In suspected cases of Friedreich’s ataxia, a detailed medical evaluation is performed to assess the patient and rule out other conditions with similar symptoms. Usually, the treatment of this condition involves a multidisciplinary team of healthcare professionals which may include a neurologist, radiologist, surgeon, nurse, speech and language therapist, physiotherapist, cardiologist, ophthalmologist, orthopedic surgeon, urologist, endocrinologist, counsellor and a nutritionist or dietician.
Friedreich’s ataxia is caused by mutation in the FXN gene. This gene, which is present on chromosome 9, codes for the protein frataxin. Frataxin is an iron-binding protein required for the normal function of mitochondria, in particular for removing iron from the cytoplasm surrounding the mitochondria. When this protein is low or absent due to the defective gene, mitochondrial iron overload occurs which causes oxidative damage to cells. The nerve and muscle cells are the primary cells affected.
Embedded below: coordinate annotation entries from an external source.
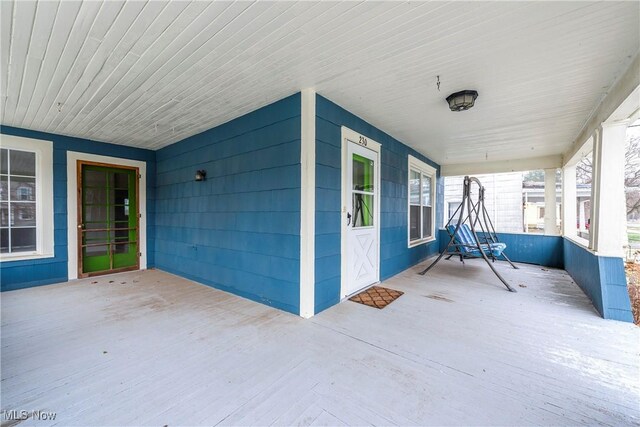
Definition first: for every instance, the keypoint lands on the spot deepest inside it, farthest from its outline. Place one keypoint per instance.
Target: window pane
(23, 214)
(94, 178)
(121, 180)
(95, 213)
(4, 187)
(22, 163)
(414, 222)
(4, 214)
(426, 222)
(362, 173)
(23, 239)
(414, 188)
(4, 240)
(3, 161)
(426, 191)
(95, 196)
(23, 189)
(362, 210)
Detailed tests are applied to look for abnormalities in the brain and spinal cord and rule out various other conditions, some of which include malnourishment, severe infection, herniated intervertebral disc in the neck, stroke, brain tumor and multiple sclerosis. As part of the assessment, imaging studies such as a computed tomography (CT) scan and magnetic resonance imaging (MRI) scan may be performed. An EMG (electromyography) may be carried out to examine the electrical activity of the muscles and nerves. Blood, urine and spinal fluid may also be analyzed. Finally, a diagnosis of Friedreich’s anemia may be confirmed using genetic testing to detect mutations in the FXN gene.
Diagnosis is often followed by family counselling and genetic testing to establish whether any family members of the patients are in fact carriers of the condition.
Managing Friedreich’s ataxia
Some examples of how the problems associated with Friedreich’s ataxia are managed include:
- Physical and occupational therapists help patients to maintain their independence in day-to-day activities.
- Speech and language therapists help patients learn to improve their speech.
- Cardiologists help treat cardiomegaly (enlargement of the heart), heart failure and arrhythmia (irregular heart beat).
- Endocrinologists help treat diabetes, which is seen in nearly 20% of people with Friedreich’s ataxia.
- Surgical correction of the limbs and bones may be needed in some individuals.